The Kremlin-backed leader of Chechnya, Ramzan Kadyrov, has lashed out at human rights groups and rejected claims that an activist jailed on a drug charge is the victim of a fabricated allegation.

Kadyrov's characteristically bellicose remarks at a televised Chechen government meeting on January 17 were his most extensive public statements about the arrest of Oyub Titiyev, the head of the Russian human rights group Memorial's office in Chechnya.

Titiyev, who was detained on January 9 by police who said they found marijuana in his car, denies wrongdoing and contends that the drugs were planted.

Memorial and other supporters also say the charge against Titiyev, 60, who colleagues say is a devout Muslim who does not drink or use drugs, was fabricated.

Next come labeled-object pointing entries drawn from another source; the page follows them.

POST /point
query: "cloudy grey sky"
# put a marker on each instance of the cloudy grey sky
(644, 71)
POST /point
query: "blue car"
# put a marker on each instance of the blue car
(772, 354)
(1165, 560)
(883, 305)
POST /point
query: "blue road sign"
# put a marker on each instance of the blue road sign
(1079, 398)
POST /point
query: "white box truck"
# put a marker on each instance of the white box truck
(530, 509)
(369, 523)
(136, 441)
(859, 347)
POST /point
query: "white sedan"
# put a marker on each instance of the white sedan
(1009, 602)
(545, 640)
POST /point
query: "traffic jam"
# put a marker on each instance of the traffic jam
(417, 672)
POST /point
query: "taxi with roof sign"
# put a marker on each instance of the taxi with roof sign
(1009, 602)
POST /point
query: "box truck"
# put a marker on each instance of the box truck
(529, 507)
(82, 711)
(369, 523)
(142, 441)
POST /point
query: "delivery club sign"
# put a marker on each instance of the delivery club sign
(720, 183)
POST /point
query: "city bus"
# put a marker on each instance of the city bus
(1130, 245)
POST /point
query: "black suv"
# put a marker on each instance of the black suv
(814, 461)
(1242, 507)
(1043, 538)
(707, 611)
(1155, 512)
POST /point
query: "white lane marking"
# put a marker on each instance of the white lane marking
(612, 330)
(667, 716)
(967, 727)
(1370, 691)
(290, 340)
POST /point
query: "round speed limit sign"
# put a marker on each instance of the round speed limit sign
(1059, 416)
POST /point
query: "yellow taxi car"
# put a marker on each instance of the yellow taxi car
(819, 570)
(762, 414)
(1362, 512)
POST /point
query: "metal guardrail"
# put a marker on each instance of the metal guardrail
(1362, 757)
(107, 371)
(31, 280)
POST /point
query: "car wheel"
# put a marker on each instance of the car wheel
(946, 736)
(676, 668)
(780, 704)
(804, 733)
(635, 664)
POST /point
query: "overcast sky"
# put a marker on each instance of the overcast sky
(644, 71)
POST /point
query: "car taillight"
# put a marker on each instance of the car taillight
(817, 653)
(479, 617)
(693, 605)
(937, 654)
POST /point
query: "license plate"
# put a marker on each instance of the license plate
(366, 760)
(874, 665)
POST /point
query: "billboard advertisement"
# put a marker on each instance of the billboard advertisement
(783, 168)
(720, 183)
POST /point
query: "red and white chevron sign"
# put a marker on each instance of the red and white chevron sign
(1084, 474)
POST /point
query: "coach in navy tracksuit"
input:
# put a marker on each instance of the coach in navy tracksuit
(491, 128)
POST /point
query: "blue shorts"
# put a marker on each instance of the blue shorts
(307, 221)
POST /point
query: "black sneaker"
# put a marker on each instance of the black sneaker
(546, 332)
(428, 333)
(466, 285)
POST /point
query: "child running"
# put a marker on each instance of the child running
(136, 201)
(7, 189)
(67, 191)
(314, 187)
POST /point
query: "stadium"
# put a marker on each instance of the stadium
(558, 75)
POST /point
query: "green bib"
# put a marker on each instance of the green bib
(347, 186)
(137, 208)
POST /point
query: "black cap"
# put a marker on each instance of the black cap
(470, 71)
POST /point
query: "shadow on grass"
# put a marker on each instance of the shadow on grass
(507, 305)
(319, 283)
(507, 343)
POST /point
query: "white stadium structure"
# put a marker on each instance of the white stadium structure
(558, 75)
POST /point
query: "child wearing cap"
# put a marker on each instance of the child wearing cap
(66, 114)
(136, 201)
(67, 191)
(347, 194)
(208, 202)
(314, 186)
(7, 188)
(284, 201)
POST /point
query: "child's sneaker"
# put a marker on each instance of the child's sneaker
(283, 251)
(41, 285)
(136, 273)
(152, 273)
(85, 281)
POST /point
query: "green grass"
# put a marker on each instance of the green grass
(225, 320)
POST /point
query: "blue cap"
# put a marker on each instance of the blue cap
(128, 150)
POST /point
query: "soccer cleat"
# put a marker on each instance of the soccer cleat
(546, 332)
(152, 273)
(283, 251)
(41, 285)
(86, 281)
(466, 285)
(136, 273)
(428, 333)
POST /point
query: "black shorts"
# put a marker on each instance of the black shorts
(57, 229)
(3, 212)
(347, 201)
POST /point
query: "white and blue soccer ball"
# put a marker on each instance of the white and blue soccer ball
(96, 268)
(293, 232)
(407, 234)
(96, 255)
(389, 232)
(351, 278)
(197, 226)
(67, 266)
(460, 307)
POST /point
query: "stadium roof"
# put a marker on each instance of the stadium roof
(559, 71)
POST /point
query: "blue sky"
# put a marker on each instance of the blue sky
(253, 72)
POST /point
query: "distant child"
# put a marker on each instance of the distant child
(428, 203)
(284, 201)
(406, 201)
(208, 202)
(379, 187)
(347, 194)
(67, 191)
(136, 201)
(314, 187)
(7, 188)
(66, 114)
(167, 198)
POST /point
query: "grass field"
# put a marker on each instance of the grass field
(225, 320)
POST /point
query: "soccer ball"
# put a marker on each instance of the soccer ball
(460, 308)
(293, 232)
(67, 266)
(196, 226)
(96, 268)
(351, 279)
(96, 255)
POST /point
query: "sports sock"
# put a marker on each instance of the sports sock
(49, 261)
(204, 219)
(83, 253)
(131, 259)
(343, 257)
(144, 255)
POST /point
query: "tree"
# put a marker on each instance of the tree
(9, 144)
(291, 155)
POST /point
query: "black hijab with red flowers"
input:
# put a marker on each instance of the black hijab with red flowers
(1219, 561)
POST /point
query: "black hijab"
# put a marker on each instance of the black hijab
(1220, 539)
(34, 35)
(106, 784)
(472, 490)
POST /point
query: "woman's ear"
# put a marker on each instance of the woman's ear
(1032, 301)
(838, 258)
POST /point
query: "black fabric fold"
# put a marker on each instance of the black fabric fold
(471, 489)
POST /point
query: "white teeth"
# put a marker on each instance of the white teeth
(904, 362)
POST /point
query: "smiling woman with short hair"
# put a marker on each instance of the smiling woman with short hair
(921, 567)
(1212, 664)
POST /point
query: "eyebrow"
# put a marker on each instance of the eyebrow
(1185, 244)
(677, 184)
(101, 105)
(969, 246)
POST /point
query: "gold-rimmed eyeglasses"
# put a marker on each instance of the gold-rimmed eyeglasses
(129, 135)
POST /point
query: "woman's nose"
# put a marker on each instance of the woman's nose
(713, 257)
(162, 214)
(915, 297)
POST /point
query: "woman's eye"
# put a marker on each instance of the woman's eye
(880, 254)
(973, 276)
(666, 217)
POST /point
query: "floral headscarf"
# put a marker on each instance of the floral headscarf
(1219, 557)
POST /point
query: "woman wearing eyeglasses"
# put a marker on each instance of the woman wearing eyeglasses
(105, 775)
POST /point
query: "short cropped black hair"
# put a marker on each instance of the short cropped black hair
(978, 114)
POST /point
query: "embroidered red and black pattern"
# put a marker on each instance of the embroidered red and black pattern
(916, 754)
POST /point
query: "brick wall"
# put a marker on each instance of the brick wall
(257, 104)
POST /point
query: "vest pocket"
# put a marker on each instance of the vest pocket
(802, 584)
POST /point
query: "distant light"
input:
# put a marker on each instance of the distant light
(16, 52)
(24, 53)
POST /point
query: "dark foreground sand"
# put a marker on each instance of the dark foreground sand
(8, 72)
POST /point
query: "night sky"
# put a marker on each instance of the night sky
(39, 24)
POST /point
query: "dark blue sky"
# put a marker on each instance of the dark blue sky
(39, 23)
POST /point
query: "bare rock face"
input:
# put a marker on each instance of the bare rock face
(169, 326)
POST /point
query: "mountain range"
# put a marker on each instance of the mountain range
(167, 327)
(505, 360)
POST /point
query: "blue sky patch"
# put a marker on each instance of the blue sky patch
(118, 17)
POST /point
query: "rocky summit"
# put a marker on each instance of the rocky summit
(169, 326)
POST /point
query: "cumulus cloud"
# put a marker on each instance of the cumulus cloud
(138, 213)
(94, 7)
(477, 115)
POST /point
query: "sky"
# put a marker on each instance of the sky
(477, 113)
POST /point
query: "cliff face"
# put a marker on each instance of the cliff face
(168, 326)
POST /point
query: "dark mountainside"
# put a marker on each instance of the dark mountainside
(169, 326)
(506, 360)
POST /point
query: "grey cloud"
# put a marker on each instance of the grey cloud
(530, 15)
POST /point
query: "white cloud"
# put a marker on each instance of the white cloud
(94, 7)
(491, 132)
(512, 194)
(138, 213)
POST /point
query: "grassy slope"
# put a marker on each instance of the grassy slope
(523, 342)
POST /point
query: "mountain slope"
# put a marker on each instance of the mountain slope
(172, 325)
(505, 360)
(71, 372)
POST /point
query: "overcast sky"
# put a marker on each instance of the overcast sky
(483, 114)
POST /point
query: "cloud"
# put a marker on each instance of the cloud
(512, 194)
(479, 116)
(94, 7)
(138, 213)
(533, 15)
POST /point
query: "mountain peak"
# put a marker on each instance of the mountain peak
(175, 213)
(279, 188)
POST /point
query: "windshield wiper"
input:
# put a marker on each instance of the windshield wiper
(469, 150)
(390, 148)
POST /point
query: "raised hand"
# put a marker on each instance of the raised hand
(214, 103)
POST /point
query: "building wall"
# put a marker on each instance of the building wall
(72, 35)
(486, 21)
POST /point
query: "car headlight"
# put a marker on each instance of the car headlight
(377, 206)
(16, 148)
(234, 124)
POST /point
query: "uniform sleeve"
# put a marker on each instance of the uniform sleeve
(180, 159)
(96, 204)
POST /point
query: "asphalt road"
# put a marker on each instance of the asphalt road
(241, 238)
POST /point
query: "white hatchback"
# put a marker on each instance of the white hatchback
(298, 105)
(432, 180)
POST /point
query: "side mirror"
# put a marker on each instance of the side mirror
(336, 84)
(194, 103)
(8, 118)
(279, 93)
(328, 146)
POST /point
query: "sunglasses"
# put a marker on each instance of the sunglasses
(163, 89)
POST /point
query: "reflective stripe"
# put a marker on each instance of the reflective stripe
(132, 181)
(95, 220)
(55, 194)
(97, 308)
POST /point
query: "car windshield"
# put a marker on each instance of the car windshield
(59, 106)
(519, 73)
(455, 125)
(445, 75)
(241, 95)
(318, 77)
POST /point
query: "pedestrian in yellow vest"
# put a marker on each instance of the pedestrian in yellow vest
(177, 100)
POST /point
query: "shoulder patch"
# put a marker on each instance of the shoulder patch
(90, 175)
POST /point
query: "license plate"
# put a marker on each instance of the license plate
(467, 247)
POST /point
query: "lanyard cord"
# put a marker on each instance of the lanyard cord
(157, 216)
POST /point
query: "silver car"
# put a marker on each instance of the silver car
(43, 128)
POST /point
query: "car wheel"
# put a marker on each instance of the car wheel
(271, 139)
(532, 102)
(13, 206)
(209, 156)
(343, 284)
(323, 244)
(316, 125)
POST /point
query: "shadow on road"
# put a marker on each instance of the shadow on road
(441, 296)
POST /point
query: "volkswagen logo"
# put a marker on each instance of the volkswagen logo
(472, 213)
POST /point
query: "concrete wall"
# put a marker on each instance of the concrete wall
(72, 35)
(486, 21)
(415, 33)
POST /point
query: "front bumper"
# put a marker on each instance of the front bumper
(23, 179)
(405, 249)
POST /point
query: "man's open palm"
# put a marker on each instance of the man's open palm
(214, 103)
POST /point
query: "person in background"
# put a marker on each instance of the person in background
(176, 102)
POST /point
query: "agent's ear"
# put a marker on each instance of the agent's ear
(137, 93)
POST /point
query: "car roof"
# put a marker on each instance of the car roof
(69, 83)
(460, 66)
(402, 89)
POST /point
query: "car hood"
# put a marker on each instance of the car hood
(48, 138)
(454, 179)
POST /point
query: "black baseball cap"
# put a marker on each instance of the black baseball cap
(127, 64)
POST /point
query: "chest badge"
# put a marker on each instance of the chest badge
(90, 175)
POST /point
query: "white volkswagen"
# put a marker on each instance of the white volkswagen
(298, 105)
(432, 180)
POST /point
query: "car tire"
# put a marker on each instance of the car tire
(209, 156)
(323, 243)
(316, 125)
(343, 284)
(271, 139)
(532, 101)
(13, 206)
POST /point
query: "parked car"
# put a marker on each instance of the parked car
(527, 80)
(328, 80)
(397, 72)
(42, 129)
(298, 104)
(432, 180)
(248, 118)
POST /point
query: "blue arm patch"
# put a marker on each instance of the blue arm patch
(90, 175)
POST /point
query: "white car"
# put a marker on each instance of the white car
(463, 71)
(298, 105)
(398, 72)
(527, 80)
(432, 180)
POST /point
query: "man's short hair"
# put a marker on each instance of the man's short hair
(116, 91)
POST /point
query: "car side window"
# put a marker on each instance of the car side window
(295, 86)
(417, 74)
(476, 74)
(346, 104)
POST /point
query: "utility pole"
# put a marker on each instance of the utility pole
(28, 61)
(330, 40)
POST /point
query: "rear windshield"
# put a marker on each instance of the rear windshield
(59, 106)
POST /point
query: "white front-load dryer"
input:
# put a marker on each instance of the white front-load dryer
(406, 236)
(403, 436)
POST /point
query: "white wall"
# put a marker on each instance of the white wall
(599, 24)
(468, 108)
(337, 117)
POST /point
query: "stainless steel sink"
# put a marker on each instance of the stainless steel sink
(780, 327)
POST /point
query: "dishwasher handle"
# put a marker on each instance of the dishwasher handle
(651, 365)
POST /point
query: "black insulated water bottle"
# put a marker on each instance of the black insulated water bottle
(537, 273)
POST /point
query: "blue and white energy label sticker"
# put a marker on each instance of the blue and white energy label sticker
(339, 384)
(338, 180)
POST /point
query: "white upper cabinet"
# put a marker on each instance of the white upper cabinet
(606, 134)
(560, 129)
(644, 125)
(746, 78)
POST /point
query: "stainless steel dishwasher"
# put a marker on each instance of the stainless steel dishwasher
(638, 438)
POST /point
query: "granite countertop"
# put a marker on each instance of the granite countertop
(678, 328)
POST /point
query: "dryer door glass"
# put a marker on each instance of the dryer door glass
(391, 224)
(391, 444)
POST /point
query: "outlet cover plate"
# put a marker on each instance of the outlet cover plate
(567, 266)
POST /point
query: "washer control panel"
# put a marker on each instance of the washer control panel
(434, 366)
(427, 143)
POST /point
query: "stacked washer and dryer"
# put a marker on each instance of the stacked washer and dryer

Western governments and international organizations have voiced concern about the case and called for Titiyev's release.

Oyub Titiyev in his Memorial office
Oyub Titiyev in his Memorial office

Kadyrov rejected all criticism about the case in his comments, calling Titiyev a "drug addict" and branding all human rights defenders "people without kinship, ethnicity, and religion."

"Isn't it amazing that the UN and the U.S. State Department raised their voices [when] one person from [Chechnya's] Kurchaloi district was detained with marijuana? Why did they keep silent when we arrested other drug addicts?" he said.

"Why do they think that [Titiyev] cannot use drugs? We catch people who are 60, 70 years old because they use drugs. Can't we detain him? Of course, we can," Kadyrov said.

Kadyrov also suggested that "real" Chechens do not work for human rights organizations.

"I am surprised when people who call themselves Chechens work with [rights groups]. I am also surprised that their relatives do not stop them," he said. "They have to know that [rights activists] will never get away with their activities in our republic."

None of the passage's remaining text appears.